At ISU, the Center for Adoption Studies seeks to help alleviate problems within the child welfare system through research and analysis.

The Center for Adoption Studies was established in 1998 to serve as a cooperative effort between ISU and the Illinois Department of Children and Family Services. 

In 2004, the center partnered with the Evan B. Donaldson Adoption Institute. They then received funding for a policy staff position with the institute, which is the center’s co-directors, Susan Smith and Jeanne Howard, which enables their work to gain a broader reach.  

Howard has been at ISU for 30 years and, during her career, has developed passions that have greatly influenced her work: to prevent children from growing up and then “aging out” of the foster care system and to provide specialized services to adoptive families struggling to help a distressed child cope.

The research on children who age out of the foster care system can be extremely discouraging.

Once left to their own devices, these young people are more likely to be underemployed and, young men particularly, are more likely to develop a criminal record. 

Newly released foster children also have a higher risk of homelessness and becoming young parents.

“It’s just unacceptable to have all these kids on their own after having suffered maltreatment, in their own homes and sometimes in the foster care system, and then just to say, ‘See ya! Have a good life!’ If the state is the parent of these kids, then they leave [the system] and this is what happens to them, it’s pretty convincing evidence that a state doesn’t make a good parent,” Jeanne Howard, co-director of the Center for Adoption Studies, said.

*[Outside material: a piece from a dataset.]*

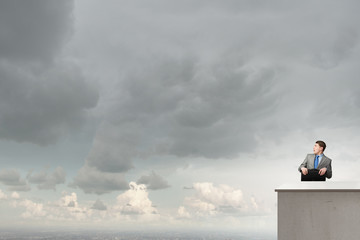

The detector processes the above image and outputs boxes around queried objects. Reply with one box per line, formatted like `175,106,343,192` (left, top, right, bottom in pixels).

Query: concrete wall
276,182,360,240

Before these children are adopted, they have most likely been both physically and mentally hurt in a variety of ways.

To keep adoptive families together, Howard said it is essential that specialized services are provided to children and their families once the adoption process is completed.

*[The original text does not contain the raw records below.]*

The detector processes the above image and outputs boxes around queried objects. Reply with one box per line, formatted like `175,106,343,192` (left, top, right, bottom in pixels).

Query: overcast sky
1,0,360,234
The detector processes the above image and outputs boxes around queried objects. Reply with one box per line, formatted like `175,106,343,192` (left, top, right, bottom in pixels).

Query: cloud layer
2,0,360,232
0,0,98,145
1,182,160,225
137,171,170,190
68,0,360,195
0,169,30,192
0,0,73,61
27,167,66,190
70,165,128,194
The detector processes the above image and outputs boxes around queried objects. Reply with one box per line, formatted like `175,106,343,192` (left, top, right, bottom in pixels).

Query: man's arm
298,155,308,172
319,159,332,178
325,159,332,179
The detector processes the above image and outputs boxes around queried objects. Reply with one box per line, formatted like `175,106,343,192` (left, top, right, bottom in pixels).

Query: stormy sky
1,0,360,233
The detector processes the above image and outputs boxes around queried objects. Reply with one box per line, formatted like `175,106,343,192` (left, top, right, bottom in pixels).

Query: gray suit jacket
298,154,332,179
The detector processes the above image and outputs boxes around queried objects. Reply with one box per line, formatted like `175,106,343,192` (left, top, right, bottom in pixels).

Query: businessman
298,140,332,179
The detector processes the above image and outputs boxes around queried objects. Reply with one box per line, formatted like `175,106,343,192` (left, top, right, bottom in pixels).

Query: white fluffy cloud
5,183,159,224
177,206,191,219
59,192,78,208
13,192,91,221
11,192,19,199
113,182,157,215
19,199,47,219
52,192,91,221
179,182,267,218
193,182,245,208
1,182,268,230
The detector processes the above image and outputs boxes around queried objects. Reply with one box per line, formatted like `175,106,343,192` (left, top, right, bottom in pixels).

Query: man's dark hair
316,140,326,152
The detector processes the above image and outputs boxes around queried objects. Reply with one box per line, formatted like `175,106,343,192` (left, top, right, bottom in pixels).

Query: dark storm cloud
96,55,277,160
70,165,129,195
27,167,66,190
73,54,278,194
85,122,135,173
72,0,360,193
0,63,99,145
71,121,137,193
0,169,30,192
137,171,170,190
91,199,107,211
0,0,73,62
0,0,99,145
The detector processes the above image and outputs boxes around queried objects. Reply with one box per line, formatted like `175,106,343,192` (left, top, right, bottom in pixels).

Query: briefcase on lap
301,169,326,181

“Adoption doesn’t cure anything. It’s good for kids, but it’s not a giant eraser. It doesn’t take away all the history of loss, trauma, and difficulty that they’ve had.

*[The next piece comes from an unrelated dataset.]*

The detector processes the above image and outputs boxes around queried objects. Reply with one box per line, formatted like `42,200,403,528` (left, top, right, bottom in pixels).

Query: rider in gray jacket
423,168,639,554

“We should expect, from time to time, some of those families are going to need ongoing mental health support, counseling, and a variety of other services. We can’t expect them to just sink or swim on their own,” Howard said.

According to the U.S. Children’s Bureau, there are over 100,000 children in foster care waiting for an adoptive home and over 27,000 of them age out of foster care each year.

“There’s a lot to be proud of in terms of progressive child welfare practices in Illinois. It’s about orienting the system to meet the needs of kids, rather than anything else. First things first: kids need homes. Let’s look at everybody who could be a good possibility. That’s just the only rational way to do this. 

“To disqualify somebody on a given characteristic, like they’re single or they’re a same-sex couple, is damaging to kids. So it’s better to have an inclusive policy that welcomes everybody who could be a resource, then study each one to make sure they are the right resource for a particular child,” Howard added.

Currently, the Center is working on several things, including an ongoing community-based effort to address the disproportionality of African-American children — that is, having a higher number of children in the system then there should be, given their percentage in the population.

“‘Why is that? What do we need to do to make sure that African-American kids have the same life chances as any other child?’ I think we strengthen those families, rather than separate them,” Howard explained.

The center is also working to complete a study called the “Stress and Coping Study.” The study examines approximately 200 families with adopted children who have received specialized services for their children and are struggling to cope with severe trauma from their family of origin or their experiences in the foster care system.

“We’ve looked over time at many families who have adopted children that just have had awful things happen to them. Not surprisingly, many of those kids have really serious problems after adoption,” Howard said.